I decided to try living amongst nuns in a convent for a week, but it would be a week of silence and a turning within in a context that supported and encouraged that. I found a convent in Surrey and entered with trepidation and joy.
There was nothing particularly inspiring about this convent, and it had the smell of an institution and religious house, which always put me off somewhat. Was it the worn, tattered sofas and furnishings that exuded a slightly old and stale aroma? Was it years of burning frankincense that seeped into curtains and carpets and left a lingering sweetness that wasn’t entirely pleasant but nevertheless focused the mind and turned it towards prayerful matters?
My room was simple and the Daily Office, the Benedictine rhythm of prayer, became my structure for the day. Getting up early for Matins and Lauds was a struggle, and I slept through a few of these, but I enjoyed all the others. As I slipped deeper into silence, I felt held by the structure of the monastic day and by the nuns and the convent itself. Silence unravels. When we enter retreat, we often feel that “the world is too much with us”, but it’s not easy to put it down. Only by removing ourselves completely and entering a very different way of life is it possible to leave the world behind in any significant way. This is one of the main purposes and values of retreat.

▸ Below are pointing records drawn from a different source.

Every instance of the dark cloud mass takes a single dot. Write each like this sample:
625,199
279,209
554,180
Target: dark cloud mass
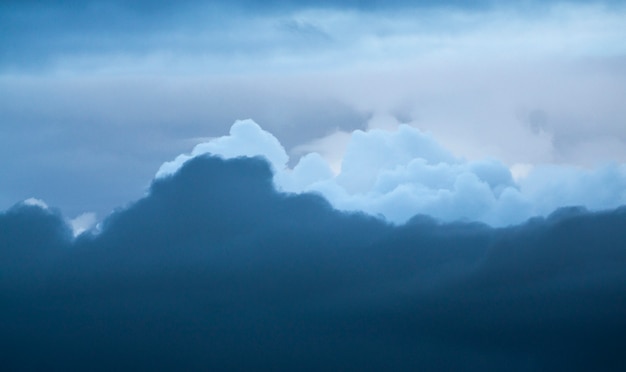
215,270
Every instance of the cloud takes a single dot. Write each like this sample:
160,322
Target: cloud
404,172
216,269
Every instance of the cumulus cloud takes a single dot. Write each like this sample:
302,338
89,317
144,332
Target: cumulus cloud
216,269
403,172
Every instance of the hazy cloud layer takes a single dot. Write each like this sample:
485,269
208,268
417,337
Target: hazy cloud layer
215,269
111,89
403,172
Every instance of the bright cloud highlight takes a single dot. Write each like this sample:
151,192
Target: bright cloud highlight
404,172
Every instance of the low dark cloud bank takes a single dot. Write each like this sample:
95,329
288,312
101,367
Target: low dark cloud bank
214,270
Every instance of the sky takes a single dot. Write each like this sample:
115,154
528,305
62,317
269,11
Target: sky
327,183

I’ve often heard people dismiss the value of the more enclosed religious life, seeing it as selfish and disconnected from the suffering of the world. In my experience, it’s the opposite: By dropping out of our worldly preoccupations, we enter the inner peace that naturally includes and loves all others as part of the bigger self, and when we come back to the world, we come back with those qualities more readily expressed and available for others. Convents, monasteries, and centres of religious or spiritual focus are not easy places to live, and most communities work hard in every respect to maintain a stable, loving environment that fosters wellbeing and spiritual nourishment for themselves and others. There has undeniably been abuse within religious orders and organizations, and, sadly, continues to be in places, but it would be wrong to assume that they were, or are, closet dens of iniquity as a result.

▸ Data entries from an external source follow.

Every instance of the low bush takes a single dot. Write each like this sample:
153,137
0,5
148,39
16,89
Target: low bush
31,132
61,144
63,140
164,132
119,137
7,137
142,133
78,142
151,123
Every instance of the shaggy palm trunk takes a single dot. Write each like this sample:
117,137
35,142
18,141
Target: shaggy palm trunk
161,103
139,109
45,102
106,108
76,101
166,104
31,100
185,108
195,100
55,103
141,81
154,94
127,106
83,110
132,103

In the protected confines of the convent, silence was as natural as breathing. Time was dedicated to what is known as the Great Silence or Noble Silence, so it was easy to stop talking. What wasn’t so easy was to get beyond the chattering mind. It was so loud! The sounds of the world mask and drown out the noise going on inside our own heads, and perhaps that’s why so many people seem to need radio or television constantly playing in the background. Our chattering minds are like tinnitus with thoughts, and when we’re not actively thinking, it can be a shock to discover just how busy the mind is of its own accord. Thoughts, feelings, judgements, memories—on and on and on they go, unchosen and out of control.
As I began to realize this, I became quite alarmed and felt increasingly trapped. There was so little space, and these thoughts were unbidden and operating without a thinker. I knew nothing about meditation at this point, and didn’t yet have any tools to work constructively with what was being uncovered. So, instead, I found solace through distraction or redirecting my focus. I went for walks in the woods, attended the Offices, read books, and tried to talk to Jesus, finding Him in the many statues around the convent and, in particular, in the chapel above the altar.